Some thoughts on this post:
- Hiding the CoT from users hides it from the people who most need to know about the deceptive cognition.
I agree in not thinking hiding the CoT is good for alignment.
- They already show some willingness to dismiss evidence of deceptive cognition which they gain this way, in the o1 report. This calls into question the canary-in-coalmine benefit.
I definitely agree that OpenAI would dismiss good evidence of deceptive cognition, though I personally don't find the o1 report damning, because I find the explanation that it confabulates links in the CoT because there is a difference between it's capability to retrieve links and it's ability to know links to be pretty convincing (combined with links being a case where perfect linking is far more useful than approximately linking.)
See this post for why even extreme evidence may not get them to undeploy:
At this point, the system becomes quite difficult to "deeply" correct. Deceptive behavior is hard to remove once it creeps in. Attempting to train against deceptive behavior instead steers the deception to be better. I would expect alignment training to similarly fail, so that you get a clever schemer by default.
While I do think aligning a deceptively aligned model is far harder due to adversarial dynamics, I want to note that the paper is not very much evidence for it, so you should still mostly rely on priors/other evidence:
https://www.lesswrong.com/posts/YsFZF3K9tuzbfrLxo/#tchmrbND2cNYui6aM
I definitely agree with this claim in general:
So, as a consequence of this line of thinking, it seems like an important long-term strategy with LLMs (and other AI technologies) is to keep as far away from deceptive behaviors as you can. You want to minimize deceptive behaviors (and its precursor capabilities) throughout all of training, if you can, because it is difficult to get out once it creeps in. You want to try to create and maintain a truth-telling equilibrium, where small moves towards deception are too clumsy to be rewarded.
(Edited out the paragraph that users need to know, since Daniel Kokotajlo convinced me that hiding the CoT is bad, actually.)
While I don't think hiding the CoT is good for alignment, I'd say that in a lot of risk scenarios, the people who would most need to know about the deceptive cognition includes government officials and the lab, not regulators, since users likely have little control over the AI.
I think you mean "not users?"
I agree, but I think government officials and company employees might not find out about the deceptive cognition unless there is general transparency about it. Because very often, curious incidents are noticed by users and then put up on Twitter, for example, and only then eventually rise to the attention of the company employees. Moreover, the consensus-forming process happens largely outside the government, in public discourse, so it's important for the public to be aware of e.g. concerning or interesting behaviors. Finally, and most importantly, the basic alignment science advancements that need to happen and will happen from lots of people studying real-world examples of hidden/reasoning/etc. CoT... well, they sure won't happen inside the heads of government officials. And the number of people working on this inside the corporations is pretty small. Exposing the CoT to the public increases the quality-adjusted amount of scientific work on them by orders of magnitude.
That's actually a pretty good argument, and I actually basically agree that hiding CoT from the users is a bad choice from an alignment perspective now.
What if the CoT was hidden by default, but 'power users' could get access to it? That might get you some protection from busybodies complaining about factually-accurate-but-rude content in the CoT, while still giving the benefits of having thoughtful critics examining the CoT for systematic flaws.

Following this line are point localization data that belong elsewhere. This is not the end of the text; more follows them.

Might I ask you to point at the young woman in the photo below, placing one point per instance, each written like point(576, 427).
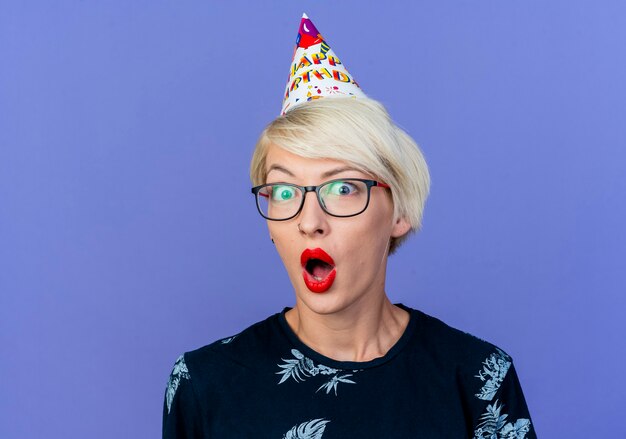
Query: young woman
point(341, 186)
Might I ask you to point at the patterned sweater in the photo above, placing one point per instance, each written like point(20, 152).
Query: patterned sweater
point(435, 382)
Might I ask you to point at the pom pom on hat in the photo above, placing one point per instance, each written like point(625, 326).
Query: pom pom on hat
point(316, 72)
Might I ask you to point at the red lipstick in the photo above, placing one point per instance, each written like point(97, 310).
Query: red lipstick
point(318, 270)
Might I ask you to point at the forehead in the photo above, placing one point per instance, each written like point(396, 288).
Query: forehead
point(280, 162)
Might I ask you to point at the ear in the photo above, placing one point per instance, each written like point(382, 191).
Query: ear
point(400, 227)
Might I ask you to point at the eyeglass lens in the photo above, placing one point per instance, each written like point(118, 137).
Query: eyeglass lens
point(339, 197)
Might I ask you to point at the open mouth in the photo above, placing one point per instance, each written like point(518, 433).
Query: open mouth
point(318, 270)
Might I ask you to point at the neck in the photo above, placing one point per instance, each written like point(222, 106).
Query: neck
point(361, 332)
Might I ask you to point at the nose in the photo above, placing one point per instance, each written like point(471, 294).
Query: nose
point(312, 219)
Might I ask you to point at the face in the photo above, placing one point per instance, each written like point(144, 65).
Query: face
point(353, 248)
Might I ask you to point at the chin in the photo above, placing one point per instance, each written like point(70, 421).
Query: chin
point(330, 302)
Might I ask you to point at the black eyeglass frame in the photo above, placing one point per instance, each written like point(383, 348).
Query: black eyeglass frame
point(305, 189)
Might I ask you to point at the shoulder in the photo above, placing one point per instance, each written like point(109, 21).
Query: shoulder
point(457, 348)
point(242, 350)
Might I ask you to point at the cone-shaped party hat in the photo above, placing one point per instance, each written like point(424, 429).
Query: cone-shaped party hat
point(316, 71)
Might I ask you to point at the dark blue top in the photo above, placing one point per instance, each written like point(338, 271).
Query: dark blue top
point(435, 382)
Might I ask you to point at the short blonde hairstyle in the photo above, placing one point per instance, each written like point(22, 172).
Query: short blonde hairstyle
point(361, 133)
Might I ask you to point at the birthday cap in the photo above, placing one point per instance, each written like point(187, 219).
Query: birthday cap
point(316, 71)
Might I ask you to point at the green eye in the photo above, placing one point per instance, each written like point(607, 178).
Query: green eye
point(341, 188)
point(283, 193)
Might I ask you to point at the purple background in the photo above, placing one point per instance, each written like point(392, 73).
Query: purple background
point(123, 123)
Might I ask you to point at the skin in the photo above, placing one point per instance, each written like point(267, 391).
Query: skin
point(354, 320)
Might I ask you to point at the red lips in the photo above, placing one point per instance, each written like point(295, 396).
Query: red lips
point(318, 270)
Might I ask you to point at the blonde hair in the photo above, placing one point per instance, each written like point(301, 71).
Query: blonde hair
point(361, 133)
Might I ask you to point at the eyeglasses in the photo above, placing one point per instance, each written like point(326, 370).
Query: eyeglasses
point(341, 198)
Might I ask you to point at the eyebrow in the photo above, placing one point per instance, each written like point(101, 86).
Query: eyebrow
point(324, 175)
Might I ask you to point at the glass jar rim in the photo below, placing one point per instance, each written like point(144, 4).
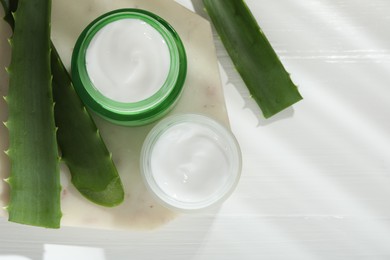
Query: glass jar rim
point(233, 152)
point(139, 112)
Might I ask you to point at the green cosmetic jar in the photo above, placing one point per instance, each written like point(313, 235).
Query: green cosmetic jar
point(138, 112)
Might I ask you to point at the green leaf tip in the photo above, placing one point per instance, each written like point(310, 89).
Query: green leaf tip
point(253, 56)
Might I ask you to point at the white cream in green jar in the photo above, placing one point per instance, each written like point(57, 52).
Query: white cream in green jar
point(129, 66)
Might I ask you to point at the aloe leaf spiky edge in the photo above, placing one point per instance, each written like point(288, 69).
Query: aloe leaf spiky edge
point(34, 178)
point(83, 150)
point(253, 56)
point(96, 178)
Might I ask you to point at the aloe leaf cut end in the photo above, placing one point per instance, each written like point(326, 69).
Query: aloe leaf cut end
point(83, 150)
point(253, 56)
point(34, 178)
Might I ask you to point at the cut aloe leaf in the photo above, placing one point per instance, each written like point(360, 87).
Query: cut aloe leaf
point(83, 150)
point(34, 178)
point(253, 56)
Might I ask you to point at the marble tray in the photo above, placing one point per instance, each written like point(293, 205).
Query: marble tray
point(203, 94)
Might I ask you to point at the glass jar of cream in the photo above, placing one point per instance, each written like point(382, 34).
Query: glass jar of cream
point(190, 162)
point(129, 66)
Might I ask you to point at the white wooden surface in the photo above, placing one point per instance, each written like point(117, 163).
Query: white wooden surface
point(316, 178)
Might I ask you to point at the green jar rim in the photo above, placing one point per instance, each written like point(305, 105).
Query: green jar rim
point(131, 113)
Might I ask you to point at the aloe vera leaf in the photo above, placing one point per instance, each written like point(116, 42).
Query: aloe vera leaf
point(34, 178)
point(253, 56)
point(83, 150)
point(9, 7)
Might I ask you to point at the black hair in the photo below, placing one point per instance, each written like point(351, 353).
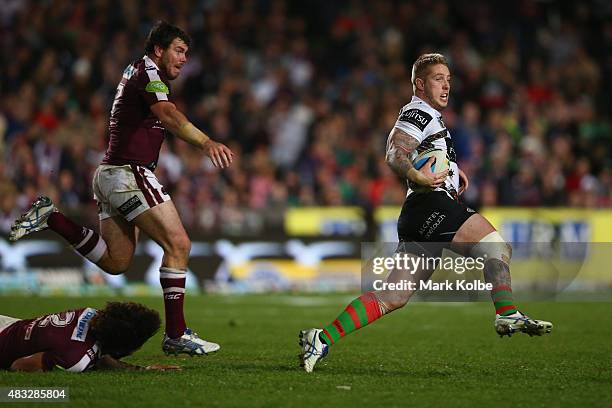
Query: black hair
point(123, 327)
point(162, 34)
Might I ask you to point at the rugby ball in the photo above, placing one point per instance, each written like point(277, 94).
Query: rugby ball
point(439, 164)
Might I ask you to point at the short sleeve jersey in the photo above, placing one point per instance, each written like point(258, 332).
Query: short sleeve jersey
point(424, 123)
point(136, 135)
point(63, 337)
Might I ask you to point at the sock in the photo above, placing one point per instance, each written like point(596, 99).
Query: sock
point(503, 301)
point(84, 240)
point(359, 313)
point(173, 284)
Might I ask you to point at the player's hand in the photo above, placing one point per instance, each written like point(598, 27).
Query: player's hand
point(163, 367)
point(425, 177)
point(220, 155)
point(463, 182)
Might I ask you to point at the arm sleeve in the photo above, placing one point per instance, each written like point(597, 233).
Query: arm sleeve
point(414, 122)
point(152, 88)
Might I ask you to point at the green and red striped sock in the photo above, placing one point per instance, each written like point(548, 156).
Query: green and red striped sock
point(503, 301)
point(359, 313)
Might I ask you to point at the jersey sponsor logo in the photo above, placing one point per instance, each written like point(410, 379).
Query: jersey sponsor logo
point(157, 86)
point(417, 117)
point(129, 206)
point(428, 142)
point(82, 326)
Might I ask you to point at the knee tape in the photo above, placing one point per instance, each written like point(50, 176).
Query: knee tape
point(493, 246)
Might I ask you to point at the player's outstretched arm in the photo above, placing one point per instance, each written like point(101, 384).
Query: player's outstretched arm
point(173, 120)
point(107, 362)
point(463, 182)
point(399, 146)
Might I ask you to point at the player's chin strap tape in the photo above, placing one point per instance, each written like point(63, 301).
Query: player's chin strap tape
point(493, 246)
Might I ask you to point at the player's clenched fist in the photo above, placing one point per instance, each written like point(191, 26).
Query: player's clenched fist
point(220, 155)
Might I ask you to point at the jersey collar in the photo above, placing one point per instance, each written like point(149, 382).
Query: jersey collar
point(150, 62)
point(419, 100)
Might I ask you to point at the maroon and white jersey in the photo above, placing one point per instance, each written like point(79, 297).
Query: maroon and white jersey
point(63, 337)
point(136, 134)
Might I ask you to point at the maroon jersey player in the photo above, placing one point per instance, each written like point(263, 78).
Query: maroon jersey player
point(77, 340)
point(129, 196)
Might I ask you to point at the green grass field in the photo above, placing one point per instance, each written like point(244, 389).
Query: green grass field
point(428, 354)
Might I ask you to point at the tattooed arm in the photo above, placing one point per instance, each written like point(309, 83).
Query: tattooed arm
point(399, 146)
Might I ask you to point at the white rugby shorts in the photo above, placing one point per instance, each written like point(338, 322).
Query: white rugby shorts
point(127, 190)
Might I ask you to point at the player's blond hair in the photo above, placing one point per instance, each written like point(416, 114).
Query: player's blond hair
point(422, 64)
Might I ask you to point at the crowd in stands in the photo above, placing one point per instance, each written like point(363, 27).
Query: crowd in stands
point(306, 92)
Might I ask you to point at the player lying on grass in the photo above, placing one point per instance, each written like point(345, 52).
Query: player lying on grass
point(78, 340)
point(432, 213)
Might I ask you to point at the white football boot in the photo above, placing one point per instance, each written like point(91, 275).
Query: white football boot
point(519, 322)
point(313, 349)
point(189, 343)
point(35, 219)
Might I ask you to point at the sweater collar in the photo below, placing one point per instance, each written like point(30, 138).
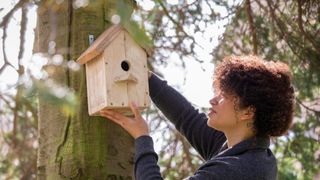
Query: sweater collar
point(251, 143)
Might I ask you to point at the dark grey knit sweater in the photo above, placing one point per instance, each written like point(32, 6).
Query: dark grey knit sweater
point(249, 159)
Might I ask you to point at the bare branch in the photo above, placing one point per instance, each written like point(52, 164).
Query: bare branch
point(252, 27)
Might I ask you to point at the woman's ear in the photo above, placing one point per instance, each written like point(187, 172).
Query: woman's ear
point(247, 113)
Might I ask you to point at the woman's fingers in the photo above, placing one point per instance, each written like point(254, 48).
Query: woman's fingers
point(116, 117)
point(135, 110)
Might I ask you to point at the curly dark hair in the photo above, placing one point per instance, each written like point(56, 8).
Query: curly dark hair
point(264, 85)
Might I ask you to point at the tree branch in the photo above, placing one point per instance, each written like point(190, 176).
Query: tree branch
point(252, 27)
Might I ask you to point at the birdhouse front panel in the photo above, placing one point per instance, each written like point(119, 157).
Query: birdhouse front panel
point(126, 72)
point(116, 72)
point(96, 84)
point(138, 91)
point(117, 91)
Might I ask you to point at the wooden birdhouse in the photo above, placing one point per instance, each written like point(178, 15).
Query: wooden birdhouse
point(116, 72)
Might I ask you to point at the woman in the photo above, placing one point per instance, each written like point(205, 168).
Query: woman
point(254, 101)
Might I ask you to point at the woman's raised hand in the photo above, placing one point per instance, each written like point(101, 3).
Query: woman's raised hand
point(135, 126)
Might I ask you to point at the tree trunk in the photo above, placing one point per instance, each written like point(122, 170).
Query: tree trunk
point(77, 146)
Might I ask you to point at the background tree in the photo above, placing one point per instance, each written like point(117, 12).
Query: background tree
point(280, 30)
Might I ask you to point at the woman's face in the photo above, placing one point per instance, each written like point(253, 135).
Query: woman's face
point(222, 114)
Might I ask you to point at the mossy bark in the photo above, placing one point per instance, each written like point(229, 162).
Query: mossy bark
point(78, 146)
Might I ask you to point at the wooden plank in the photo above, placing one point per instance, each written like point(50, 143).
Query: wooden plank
point(96, 88)
point(116, 91)
point(100, 44)
point(137, 57)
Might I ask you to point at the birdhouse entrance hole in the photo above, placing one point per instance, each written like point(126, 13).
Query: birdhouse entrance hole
point(125, 65)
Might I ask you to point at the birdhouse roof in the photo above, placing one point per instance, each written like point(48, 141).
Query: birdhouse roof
point(99, 45)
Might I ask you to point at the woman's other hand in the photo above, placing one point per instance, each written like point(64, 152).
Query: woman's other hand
point(135, 126)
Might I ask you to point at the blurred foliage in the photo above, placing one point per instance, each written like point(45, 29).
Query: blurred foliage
point(280, 30)
point(287, 31)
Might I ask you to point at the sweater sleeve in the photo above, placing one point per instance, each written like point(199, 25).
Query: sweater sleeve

Proposal part 2: Blind the Evaluation Process to the Internal Reasoning: Remember that reward process that evaluates overall performance? Hide from it all the outputs of the Shoggoth. Just show it the outputs from the Face.
I feel like you have a bit of a credit-assignment problem here. I think it should be straightforward to patch, but it seems worth being explicit about it.
If the final answer from Face is factually correct, is that because Shoggoth did good reasoning or Face did good reasoning? Similarly, if the answer is rated highly, is it because Face put a pretty spin on it or because Shoggoth framed it nicely in the CoT...
I think the way around this is to make multiple roll-outs per model per problem. Get n different CoTs from Shoggoth, then for each of those get k different summarizations from Face. You then have n*k final answers. Optimal values for n and k probably depend on how expensive the roll-outs are. This population of answers allows you to usefully get a feedback signal about Shoggoth's contribution vs Face's contribution.
A different way to solve this would be to have a factual-accuracy checker that didn't respond negatively to rude CoT, and just graded the Shoggoth on pure correctness. Then had a human-reaction-emulator do the grading for Face (using only correct CoT completions saved from Shoggoth's training).
I wonder if you could say more about how the training pipeline would work. E.g. if the reward model is applied to the outputs of the face, how do we train the Shoggoth to produce useful CoTs for the face? Is the idea to fix the Face, sample many CoTs from the Shoggoth, and fine-tune the Shoggoth on the ones which achieve high reward according to the Face's output?